This repository is intended to generate Datasets of Wikidata Triples and References that consist of textual information mostly.
Notebooks should have a head that explains their usage and are ordered in the same sequence as they should be executed.
-
- Processing Parsed Wikidata Dumps.ipynb: This notebook takes the parsed Wikidata dumps and transforms them into a dataset of unique references and URLs.
-
- Extract and Process HTML From Sampled URLs.ipynb: This notebook takes the references and their URLs and extracts their HTML code.
-
- Obtaining Claim Data.ipynb: This notebook retrieves claims that are supported by each unique reference.
-
- Turn HTML to Text.ipynb: This notebook retrieves the text from the HTML pages. In order to prepare for the creation of WTR, we also added sliding concatenation windows for text extraction.
This process creates the following main data products:
- reference_html_as_sentences_df.csv.csv: The unique references and their html/text.
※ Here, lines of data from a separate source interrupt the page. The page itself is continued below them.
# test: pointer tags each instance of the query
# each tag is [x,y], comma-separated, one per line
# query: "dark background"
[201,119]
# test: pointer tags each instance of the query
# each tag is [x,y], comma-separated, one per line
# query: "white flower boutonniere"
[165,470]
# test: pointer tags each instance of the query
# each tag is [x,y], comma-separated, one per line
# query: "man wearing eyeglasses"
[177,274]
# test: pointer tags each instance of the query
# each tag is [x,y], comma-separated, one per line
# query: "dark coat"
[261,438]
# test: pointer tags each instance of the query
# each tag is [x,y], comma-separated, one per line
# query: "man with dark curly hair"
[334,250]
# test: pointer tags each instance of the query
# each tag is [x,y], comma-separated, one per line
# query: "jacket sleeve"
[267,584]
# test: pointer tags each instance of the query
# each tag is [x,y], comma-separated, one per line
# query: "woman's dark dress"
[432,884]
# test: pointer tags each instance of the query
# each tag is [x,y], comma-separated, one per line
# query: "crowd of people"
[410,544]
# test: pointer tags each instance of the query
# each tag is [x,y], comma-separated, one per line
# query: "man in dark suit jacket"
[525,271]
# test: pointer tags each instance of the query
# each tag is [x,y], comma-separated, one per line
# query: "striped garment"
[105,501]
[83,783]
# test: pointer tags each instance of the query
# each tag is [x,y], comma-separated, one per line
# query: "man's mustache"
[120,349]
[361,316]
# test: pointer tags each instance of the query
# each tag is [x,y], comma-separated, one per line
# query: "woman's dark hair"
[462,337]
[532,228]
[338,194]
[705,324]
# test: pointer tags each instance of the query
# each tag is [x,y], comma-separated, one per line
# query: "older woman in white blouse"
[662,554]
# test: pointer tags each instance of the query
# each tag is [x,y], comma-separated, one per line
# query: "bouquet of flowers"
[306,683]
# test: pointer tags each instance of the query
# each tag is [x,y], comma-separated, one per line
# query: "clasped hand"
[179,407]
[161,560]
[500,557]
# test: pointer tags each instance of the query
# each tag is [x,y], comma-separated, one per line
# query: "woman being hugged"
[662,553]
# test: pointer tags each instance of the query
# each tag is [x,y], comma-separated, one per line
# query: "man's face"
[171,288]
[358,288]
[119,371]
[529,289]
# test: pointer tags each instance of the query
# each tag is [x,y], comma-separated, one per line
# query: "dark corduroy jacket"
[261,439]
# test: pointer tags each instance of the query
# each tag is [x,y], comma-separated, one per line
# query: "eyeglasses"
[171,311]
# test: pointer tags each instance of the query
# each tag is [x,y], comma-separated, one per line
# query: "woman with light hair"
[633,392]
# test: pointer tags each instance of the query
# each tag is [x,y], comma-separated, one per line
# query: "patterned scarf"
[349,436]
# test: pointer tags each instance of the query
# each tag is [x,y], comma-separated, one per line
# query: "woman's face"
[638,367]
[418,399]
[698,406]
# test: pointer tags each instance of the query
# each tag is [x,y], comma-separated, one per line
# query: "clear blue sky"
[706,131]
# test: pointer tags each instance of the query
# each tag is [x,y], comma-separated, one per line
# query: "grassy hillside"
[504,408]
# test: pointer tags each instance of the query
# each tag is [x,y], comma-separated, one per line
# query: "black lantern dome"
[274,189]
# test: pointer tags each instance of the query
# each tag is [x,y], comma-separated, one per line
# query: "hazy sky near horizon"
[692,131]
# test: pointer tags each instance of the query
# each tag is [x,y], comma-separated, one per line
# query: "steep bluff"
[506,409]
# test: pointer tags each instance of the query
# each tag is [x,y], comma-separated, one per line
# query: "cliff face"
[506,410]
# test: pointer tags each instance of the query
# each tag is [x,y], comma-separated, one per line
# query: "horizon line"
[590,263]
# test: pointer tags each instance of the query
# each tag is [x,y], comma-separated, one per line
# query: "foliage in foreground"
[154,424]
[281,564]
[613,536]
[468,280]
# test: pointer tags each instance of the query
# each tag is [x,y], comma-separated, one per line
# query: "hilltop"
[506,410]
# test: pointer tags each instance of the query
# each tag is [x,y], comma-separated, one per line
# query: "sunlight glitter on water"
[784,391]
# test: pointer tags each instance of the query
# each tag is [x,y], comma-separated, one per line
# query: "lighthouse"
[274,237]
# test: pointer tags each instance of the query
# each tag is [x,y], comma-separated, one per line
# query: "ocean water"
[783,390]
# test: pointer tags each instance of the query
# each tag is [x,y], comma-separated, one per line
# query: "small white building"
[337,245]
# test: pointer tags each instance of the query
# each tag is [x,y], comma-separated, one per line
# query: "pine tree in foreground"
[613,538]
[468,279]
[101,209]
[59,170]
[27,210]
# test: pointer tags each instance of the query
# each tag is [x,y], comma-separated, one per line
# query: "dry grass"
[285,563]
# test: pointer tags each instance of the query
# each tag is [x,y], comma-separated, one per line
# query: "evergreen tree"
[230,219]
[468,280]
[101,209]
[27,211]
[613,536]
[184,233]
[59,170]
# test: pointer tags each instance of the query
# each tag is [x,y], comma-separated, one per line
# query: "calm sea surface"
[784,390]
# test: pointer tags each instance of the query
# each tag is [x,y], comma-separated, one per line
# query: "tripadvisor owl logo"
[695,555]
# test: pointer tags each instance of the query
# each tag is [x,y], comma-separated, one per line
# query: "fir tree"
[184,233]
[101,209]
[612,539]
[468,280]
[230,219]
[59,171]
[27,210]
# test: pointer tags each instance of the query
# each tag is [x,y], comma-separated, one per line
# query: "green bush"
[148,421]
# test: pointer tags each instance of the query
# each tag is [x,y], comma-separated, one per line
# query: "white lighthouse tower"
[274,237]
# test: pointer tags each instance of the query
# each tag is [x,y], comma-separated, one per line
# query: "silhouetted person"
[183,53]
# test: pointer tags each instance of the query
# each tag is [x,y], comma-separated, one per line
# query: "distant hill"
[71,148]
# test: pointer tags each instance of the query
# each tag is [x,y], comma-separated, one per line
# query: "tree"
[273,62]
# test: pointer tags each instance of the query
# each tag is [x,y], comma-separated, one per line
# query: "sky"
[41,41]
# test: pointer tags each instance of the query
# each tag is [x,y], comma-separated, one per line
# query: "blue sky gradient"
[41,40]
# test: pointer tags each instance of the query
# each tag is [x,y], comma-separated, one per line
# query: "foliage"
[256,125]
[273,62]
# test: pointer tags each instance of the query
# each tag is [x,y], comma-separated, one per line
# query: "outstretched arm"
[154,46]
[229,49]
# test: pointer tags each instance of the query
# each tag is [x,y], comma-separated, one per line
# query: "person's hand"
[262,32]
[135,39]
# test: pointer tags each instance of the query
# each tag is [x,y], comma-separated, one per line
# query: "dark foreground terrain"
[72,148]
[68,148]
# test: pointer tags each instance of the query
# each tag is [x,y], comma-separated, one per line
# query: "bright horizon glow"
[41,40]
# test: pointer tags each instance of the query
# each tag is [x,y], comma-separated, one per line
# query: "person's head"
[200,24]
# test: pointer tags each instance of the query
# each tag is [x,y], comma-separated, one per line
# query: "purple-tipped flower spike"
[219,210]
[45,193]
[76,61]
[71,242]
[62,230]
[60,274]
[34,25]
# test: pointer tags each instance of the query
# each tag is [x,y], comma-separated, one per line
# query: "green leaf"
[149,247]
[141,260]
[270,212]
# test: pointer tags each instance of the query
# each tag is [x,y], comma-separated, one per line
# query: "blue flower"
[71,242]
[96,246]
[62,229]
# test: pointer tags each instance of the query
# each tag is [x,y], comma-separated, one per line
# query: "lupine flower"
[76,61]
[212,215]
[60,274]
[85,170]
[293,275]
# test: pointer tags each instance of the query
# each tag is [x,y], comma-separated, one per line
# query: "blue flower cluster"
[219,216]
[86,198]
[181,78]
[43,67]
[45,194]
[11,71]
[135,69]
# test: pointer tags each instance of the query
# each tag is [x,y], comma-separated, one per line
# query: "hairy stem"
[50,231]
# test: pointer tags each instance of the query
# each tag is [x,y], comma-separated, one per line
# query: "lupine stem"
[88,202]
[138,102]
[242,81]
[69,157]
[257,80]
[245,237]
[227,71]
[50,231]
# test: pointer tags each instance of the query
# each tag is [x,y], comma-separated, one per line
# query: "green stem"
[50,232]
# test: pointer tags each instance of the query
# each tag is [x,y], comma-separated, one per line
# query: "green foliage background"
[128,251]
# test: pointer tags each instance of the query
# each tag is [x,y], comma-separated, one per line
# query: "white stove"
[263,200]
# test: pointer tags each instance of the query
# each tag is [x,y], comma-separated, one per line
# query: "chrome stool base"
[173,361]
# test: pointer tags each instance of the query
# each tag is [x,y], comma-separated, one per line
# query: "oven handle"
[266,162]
- text_reference_claims_df.csv: The unique claims backed by the references and their components.
To begin this process, a parsed Wikidata dump should be available. It can be generated by feeding a JSON Wikidata dump to the wikidata_parser.py script.
Note: The data used for WTR consist of a further filtered version of the data seen here, given that it needed to be smaller in order to make crowdsourced annotations affordable.
Note: For a list of the conda environment under which this repository was developed, check environment.yml.